Concombre : laissez-le cru, en julienne fine. Sa fraîcheur apporte un contraste agréable face aux légumes chauds et à la sauce relevée.
Astuce d’organisation : Disposez tous vos légumes préparés en petits tas sur une grande planche ou dans des bols individuels avant de monter les bols. Ça facilite énormément le dressage et vous évite de courir dans tous les sens au dernier moment.
Étape 4 — Les œufs au plat
Dans une poêle antiadhésive légèrement beurrée ou huilée, faites cuire les œufs à feu moyen-doux. L’objectif : un blanc bien cuit, ferme et opaque, et un jaune encore coulant. C’est le jaune coulant qui, au moment du mélange, agira comme une sauce supplémentaire et liera tous les éléments du bol. Salez et poivrez.
Étape 5 — La sauce pimentée
Dans un petit bol, mélangez le gochujang (ou son alternative), la sauce soja, l’huile de sésame, le sucre et les graines de sésame. Goûtez : la sauce doit être relevée, légèrement sucrée et très parfumée. Ajustez avec de la sriracha si vous voulez plus de piquant, ou une touche de ketchup si vous préférez quelque chose de plus doux. Servez la sauce à côté ou directement dans chaque bol selon les préférences de vos convives.

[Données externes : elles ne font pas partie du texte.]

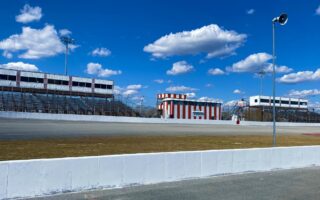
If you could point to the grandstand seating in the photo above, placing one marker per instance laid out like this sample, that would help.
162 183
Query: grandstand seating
54 103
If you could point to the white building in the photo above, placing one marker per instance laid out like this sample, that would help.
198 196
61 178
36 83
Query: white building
281 102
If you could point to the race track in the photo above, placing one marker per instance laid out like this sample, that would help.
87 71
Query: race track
19 129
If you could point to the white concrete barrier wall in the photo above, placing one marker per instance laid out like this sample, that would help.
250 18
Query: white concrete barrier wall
30 178
99 118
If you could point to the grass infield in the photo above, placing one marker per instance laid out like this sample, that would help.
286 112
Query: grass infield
92 146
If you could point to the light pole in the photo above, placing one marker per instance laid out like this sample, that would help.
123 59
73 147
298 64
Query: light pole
282 20
66 41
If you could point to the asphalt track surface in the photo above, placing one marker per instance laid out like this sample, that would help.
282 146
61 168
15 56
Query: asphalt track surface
276 185
20 129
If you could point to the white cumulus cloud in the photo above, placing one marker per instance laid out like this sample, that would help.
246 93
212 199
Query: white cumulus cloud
7 54
237 91
65 32
252 63
96 69
34 43
129 90
211 40
304 93
181 88
255 63
160 81
134 87
180 67
216 71
103 52
29 14
20 66
302 76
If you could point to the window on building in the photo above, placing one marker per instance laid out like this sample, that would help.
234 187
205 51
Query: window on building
7 77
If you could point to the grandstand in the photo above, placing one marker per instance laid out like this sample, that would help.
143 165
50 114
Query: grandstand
49 93
259 108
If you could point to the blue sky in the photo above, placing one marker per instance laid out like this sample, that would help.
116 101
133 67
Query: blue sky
148 47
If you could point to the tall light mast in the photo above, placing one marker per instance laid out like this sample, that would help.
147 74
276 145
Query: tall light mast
66 41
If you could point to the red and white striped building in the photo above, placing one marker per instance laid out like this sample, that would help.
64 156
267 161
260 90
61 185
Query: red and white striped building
177 106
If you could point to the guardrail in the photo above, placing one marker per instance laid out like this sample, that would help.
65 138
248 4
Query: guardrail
99 118
30 178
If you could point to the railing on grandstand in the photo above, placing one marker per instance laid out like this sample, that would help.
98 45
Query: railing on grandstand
11 100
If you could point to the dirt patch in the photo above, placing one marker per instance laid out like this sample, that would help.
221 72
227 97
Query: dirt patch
92 146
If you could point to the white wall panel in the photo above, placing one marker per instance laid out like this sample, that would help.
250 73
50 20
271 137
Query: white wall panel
8 72
32 74
29 178
8 83
58 77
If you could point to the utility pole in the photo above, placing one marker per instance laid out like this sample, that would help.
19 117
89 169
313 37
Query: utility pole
282 20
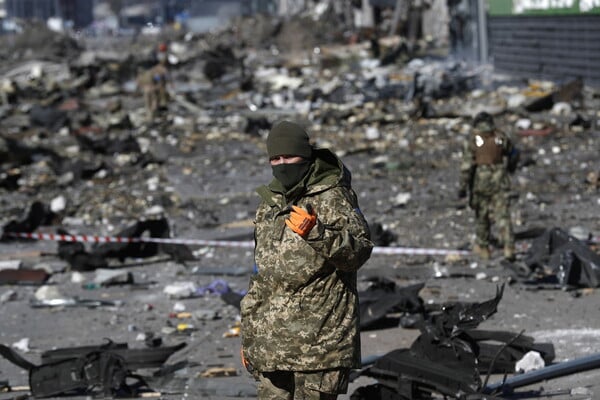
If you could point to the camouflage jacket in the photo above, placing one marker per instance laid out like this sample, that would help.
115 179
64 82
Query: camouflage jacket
485 179
301 309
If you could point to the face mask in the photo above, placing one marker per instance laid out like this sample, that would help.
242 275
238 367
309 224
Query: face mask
290 174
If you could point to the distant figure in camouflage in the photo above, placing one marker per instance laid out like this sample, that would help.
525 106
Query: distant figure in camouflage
153 83
300 317
488 156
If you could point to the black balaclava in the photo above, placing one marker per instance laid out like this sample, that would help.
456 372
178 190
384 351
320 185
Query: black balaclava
289 138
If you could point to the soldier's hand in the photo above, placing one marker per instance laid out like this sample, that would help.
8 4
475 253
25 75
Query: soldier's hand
301 221
245 362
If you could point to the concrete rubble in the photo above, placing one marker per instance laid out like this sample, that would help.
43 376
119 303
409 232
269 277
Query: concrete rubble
80 156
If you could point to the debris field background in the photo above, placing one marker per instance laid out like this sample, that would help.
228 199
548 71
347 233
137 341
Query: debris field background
199 163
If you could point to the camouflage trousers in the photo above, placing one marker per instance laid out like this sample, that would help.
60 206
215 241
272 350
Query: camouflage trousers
302 385
493 209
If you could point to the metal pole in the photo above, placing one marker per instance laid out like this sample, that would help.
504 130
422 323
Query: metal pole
552 371
483 37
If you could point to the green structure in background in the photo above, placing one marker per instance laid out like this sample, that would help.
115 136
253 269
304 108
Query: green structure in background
543 7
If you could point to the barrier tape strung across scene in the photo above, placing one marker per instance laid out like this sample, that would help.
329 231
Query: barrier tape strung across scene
211 243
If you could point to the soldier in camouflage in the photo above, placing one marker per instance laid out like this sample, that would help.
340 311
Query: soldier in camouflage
488 156
300 327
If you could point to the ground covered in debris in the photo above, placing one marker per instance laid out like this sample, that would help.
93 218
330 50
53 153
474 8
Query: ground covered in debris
76 138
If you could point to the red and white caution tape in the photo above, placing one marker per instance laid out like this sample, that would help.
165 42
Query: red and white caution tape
211 243
115 239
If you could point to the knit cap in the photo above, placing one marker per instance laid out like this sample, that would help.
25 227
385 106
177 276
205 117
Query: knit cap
288 138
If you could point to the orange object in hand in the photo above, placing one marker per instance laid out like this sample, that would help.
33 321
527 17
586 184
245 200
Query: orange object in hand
245 362
301 221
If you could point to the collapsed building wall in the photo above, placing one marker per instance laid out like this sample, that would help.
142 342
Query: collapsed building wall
546 44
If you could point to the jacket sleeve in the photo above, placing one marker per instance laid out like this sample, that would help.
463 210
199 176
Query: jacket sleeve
341 234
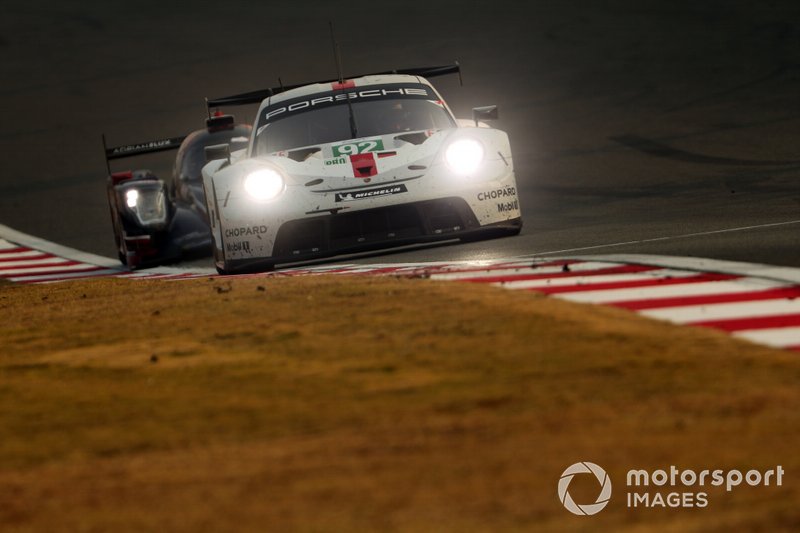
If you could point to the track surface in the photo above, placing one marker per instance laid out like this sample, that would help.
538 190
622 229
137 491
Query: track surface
672 128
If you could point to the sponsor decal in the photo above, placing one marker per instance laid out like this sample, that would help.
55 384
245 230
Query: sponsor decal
143 146
245 231
360 147
498 193
508 206
364 165
370 193
373 92
336 161
238 247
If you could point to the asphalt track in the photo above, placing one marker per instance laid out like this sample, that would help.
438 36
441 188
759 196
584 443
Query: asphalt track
651 127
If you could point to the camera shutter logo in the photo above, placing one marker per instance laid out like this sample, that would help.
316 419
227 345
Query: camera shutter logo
585 509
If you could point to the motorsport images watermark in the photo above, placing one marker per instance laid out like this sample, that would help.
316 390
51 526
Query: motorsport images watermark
644 487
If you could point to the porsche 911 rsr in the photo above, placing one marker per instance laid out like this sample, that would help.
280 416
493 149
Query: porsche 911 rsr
371 162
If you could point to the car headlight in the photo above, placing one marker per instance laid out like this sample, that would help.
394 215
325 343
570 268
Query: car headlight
146 202
132 198
264 184
463 156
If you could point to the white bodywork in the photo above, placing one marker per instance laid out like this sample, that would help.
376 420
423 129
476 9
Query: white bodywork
325 183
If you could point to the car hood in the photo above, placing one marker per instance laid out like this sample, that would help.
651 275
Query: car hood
363 162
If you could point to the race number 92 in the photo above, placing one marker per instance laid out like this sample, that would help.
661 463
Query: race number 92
358 148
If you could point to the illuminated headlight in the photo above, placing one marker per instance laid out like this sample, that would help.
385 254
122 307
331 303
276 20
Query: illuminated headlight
463 156
131 197
264 184
147 203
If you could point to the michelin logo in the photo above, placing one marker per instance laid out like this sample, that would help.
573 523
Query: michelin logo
369 193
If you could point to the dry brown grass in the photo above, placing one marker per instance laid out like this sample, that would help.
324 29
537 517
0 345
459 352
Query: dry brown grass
343 404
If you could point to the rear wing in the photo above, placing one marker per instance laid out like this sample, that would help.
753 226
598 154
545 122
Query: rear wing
131 150
255 97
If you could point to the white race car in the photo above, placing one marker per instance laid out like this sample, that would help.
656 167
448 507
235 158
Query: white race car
370 162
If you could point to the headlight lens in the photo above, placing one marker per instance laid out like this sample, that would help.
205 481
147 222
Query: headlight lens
147 202
464 155
131 197
264 184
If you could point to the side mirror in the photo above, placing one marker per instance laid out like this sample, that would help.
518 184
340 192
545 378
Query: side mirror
488 112
218 151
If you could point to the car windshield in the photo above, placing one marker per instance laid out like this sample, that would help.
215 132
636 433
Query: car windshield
331 123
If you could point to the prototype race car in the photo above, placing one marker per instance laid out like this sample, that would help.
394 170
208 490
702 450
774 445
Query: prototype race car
356 164
157 221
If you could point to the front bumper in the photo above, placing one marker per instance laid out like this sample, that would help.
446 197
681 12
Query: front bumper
370 229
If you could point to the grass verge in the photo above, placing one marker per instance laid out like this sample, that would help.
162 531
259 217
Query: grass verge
341 404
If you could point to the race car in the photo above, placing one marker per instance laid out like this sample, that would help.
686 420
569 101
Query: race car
356 164
159 221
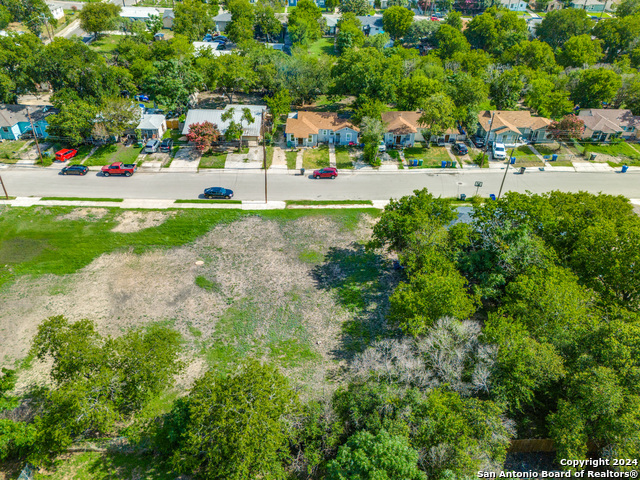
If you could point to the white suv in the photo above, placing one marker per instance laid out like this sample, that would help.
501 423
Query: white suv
499 151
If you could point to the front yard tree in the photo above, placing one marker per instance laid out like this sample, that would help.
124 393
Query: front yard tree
558 26
595 87
382 456
99 16
203 135
194 18
396 21
371 131
357 7
74 122
236 425
505 90
279 104
242 23
570 126
438 115
306 23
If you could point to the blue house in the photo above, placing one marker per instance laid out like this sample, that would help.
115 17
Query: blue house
14 120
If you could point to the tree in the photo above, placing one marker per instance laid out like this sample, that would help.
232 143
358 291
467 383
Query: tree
177 82
450 42
543 96
437 115
579 51
242 21
266 22
116 115
371 132
194 18
570 126
396 21
306 23
558 26
74 121
454 19
595 87
203 135
505 89
236 425
99 16
627 8
381 457
279 104
357 7
535 55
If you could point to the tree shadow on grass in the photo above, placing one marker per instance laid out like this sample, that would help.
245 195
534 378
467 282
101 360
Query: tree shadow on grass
361 282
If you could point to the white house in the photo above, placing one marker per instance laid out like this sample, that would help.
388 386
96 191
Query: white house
251 131
307 129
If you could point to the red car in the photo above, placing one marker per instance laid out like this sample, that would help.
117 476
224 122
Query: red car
66 154
328 172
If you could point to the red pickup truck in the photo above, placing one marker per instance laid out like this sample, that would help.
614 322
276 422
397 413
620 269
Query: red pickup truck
119 168
66 154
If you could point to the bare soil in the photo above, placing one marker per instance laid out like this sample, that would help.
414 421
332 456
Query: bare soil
251 258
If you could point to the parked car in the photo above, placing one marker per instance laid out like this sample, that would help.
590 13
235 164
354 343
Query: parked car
499 151
328 172
152 146
166 145
119 168
66 154
75 170
460 148
218 192
478 141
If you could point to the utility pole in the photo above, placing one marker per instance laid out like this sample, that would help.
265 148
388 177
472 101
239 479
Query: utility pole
264 154
3 188
505 172
35 135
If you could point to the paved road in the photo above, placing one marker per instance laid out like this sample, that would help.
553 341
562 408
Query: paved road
250 186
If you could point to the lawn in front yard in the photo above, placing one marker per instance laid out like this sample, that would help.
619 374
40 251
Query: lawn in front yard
213 160
431 157
343 157
621 149
322 46
115 152
316 157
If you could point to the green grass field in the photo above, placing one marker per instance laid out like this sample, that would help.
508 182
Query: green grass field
316 157
213 160
108 154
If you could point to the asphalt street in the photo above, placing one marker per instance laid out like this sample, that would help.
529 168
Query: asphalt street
356 186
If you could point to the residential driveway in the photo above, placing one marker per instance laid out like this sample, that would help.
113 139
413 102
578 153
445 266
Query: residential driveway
186 159
253 159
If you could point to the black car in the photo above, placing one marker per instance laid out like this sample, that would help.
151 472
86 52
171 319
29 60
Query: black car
166 145
75 170
218 192
460 148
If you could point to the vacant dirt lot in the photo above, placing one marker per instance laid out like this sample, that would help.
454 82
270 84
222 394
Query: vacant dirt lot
251 287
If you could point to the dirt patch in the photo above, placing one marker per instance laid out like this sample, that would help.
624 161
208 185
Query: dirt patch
261 297
132 221
88 214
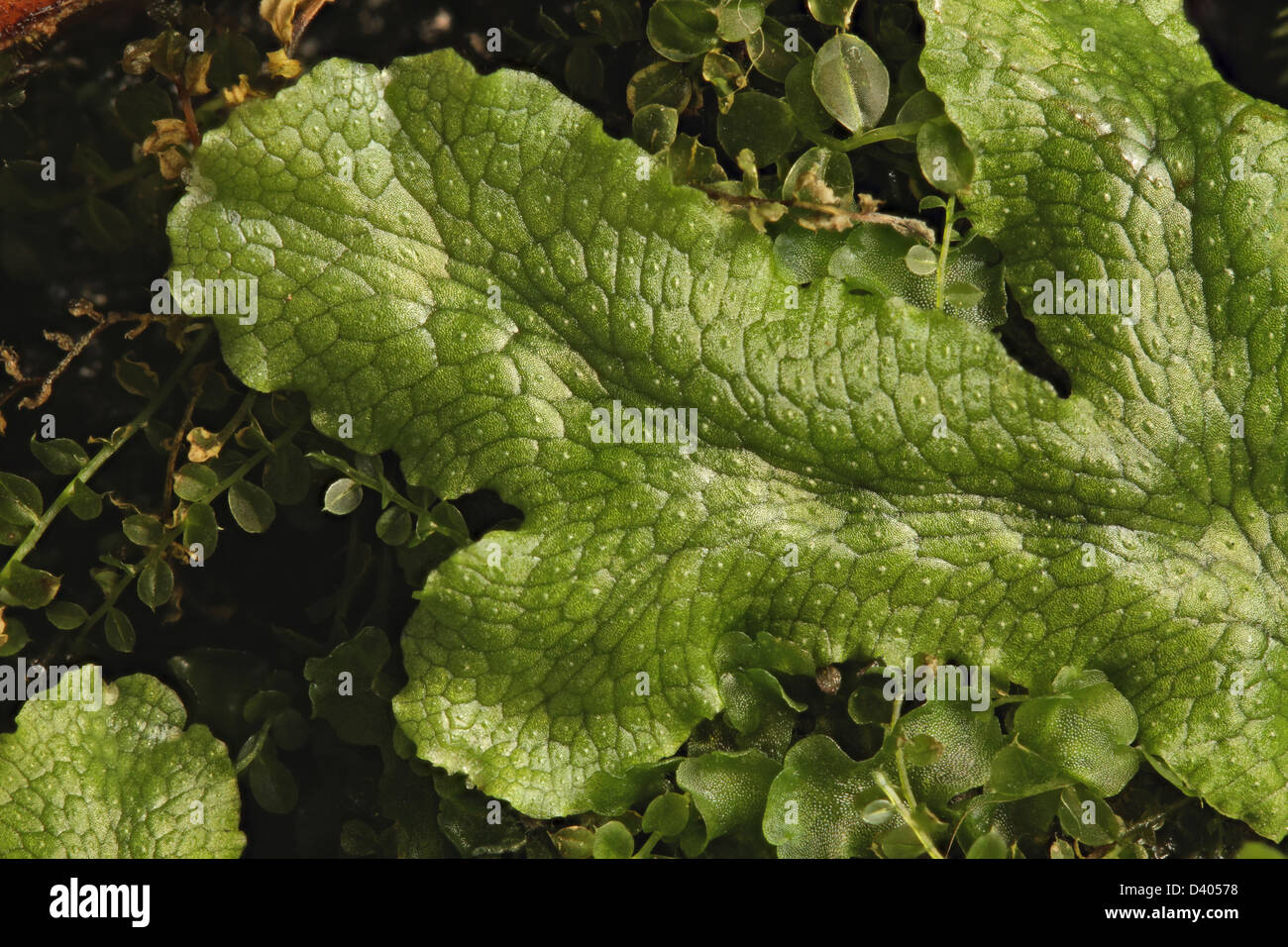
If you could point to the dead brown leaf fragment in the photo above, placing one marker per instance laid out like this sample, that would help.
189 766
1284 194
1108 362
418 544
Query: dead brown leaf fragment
290 18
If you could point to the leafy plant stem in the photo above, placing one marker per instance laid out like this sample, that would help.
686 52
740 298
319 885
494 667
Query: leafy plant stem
943 253
901 806
176 530
115 442
647 848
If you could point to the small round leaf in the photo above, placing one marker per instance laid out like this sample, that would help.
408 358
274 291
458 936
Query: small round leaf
850 81
343 496
921 260
252 506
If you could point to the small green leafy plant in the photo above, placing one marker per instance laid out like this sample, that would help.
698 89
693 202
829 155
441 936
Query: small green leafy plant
787 393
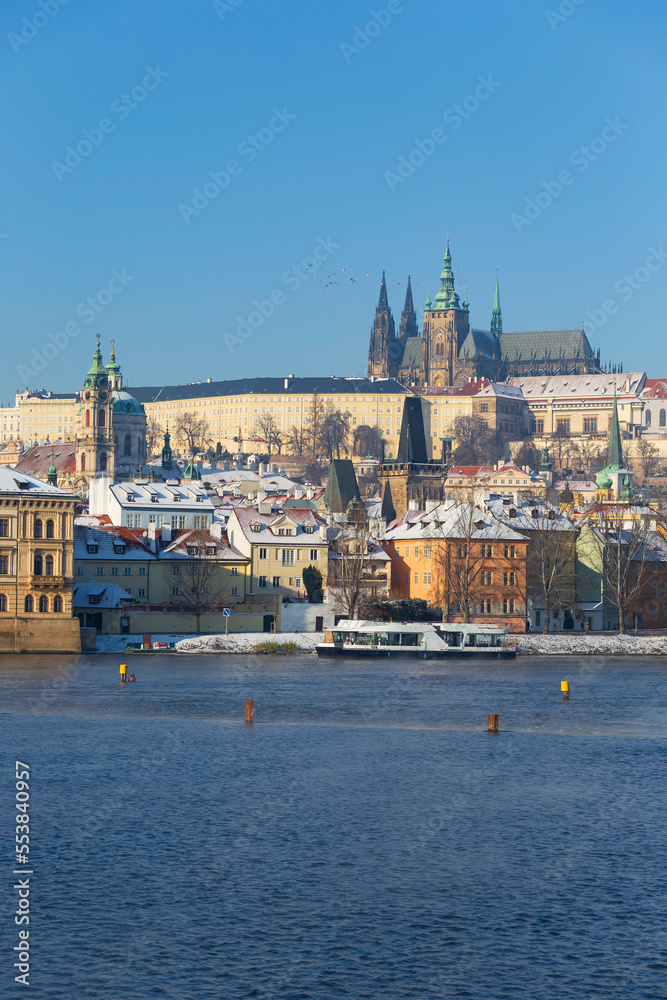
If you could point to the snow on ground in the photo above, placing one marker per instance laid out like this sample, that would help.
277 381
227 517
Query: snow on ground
578 644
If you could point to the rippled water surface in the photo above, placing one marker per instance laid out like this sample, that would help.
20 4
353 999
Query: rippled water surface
365 838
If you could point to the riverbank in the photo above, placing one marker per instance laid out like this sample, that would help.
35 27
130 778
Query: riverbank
532 644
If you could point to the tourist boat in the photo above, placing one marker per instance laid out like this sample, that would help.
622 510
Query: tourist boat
428 640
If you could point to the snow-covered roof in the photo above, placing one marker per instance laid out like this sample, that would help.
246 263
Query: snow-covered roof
13 481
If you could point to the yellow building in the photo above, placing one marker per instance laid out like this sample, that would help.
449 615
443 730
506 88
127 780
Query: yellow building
228 409
36 572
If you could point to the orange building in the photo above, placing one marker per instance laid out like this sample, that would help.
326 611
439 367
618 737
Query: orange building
462 559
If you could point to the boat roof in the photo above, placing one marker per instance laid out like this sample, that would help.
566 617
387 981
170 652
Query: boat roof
350 624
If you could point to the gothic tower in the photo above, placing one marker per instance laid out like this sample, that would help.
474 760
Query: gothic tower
382 355
496 315
446 325
408 327
94 448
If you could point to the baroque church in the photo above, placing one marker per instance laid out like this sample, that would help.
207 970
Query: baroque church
450 351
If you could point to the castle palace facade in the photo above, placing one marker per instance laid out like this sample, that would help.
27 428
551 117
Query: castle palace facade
451 352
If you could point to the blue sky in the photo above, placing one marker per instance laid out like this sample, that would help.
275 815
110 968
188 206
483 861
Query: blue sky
182 87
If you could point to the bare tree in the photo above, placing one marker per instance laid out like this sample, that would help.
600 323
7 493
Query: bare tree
333 433
297 439
269 431
624 552
315 418
551 556
648 457
193 431
154 435
201 581
367 441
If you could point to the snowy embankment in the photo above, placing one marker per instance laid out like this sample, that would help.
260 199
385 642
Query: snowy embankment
559 644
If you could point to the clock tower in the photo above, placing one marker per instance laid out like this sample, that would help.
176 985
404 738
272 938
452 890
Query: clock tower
95 448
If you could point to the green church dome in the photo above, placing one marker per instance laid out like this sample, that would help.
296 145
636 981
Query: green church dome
125 402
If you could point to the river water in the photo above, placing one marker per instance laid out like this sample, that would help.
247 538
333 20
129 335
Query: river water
365 838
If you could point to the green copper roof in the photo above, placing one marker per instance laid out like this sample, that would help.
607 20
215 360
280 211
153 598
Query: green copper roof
97 376
447 297
615 450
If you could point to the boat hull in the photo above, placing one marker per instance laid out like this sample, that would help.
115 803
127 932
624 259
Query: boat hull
415 653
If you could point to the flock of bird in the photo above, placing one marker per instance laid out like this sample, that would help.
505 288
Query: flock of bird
330 279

Étape 6 — Le montage des bols
Le bibimbap se dresse au dernier moment, avec le riz encore bien chaud. Voici comment procéder :
- Placez une belle portion de riz chaud au fond de chaque bol.
- Disposez les légumes en sections distinctes autour du riz, comme des parts de camembert : carotte d’un côté, épinards à côté, pousses de soja, courgette, champignons, concombre… Plus les couleurs sont variées et bien séparées, plus c’est beau.
- Déposez le bœuf mariné dans l’une des sections (ou au centre si vous préférez).
- Posez l’œuf au plat au centre, sur le dessus.
- Saupoudrez de graines de sésame grillées.
- Ajoutez une cuillère à soupe de sauce pimentée directement dans le bol (ou servez-la séparément pour que chacun dose à sa guise).
Au moment de manger, mélangez vigoureusement tous les éléments avec des baguettes ou une cuillère. Le jaune d’œuf se rompt, se mélange au riz, à la sauce et aux légumes… C’est là que la magie opère.
L’astuce du bol de pierre : En Corée, le bibimbap est souvent servi dans un dolsot, un bol en pierre chauffé à très haute température. Quand on y dépose le riz et les garnitures, ça grésille et le fond du riz devient croustillant. Si vous avez un bol en pierre ou une cocotte en fonte que vous pouvez chauffer, c’est une expérience vraiment différente et spectaculaire à tenter.

Est-ce que le bibimbap est calorique ?
C’est une question légitime quand on voit la taille d’un bol bien garni. La réponse courte : c’est un plat équilibré, pas un plat léger, mais c’est surtout un plat complet qui n’a rien de problématique dans le cadre d’une alimentation variée.
| Élément | Apport principal |
| Riz (base) | Glucides complexes, énergie durable |
| Bœuf mariné | Protéines, fer |
| Légumes variés | Fibres, vitamines, minéraux |
| Œuf au plat | Protéines, lipides de qualité |
| Sauce gochujang | Peu calorique, antioxydants |
| Huile de sésame | Lipides insaturés, goût |
Un bol de bibimbap compte en moyenne 450 à 600 kcal selon les portions et les garnitures. C’est comparable à un bon plat de pâtes bolognaise ou à un bowl protéiné de cuisine américaine. La différence, c’est que le bibimbap est naturellement riche en légumes, ce qui lui donne un excellent rapport rassasiement/calories.
Quelques leviers si vous voulez alléger la recette :
- Réduire la quantité de riz et augmenter la part de légumes
- Utiliser moins d’huile de sésame lors de la cuisson des légumes (une demi-cuillère suffit si la poêle est bien chaude)
- Opter pour du tofu à la place du bœuf pour une version moins grasse et moins calorique
- Servir la sauce à côté pour que chacun dose selon ses envies
Ce qui fait la force nutritionnelle du bibimbap, c’est sa diversité. Avec 5 à 7 légumes différents dans un seul bol, des protéines complètes et des glucides complexes, c’est le genre de plat qui nourrit vraiment — sans laisser la sensation de lourdeur d’un plat en sauce.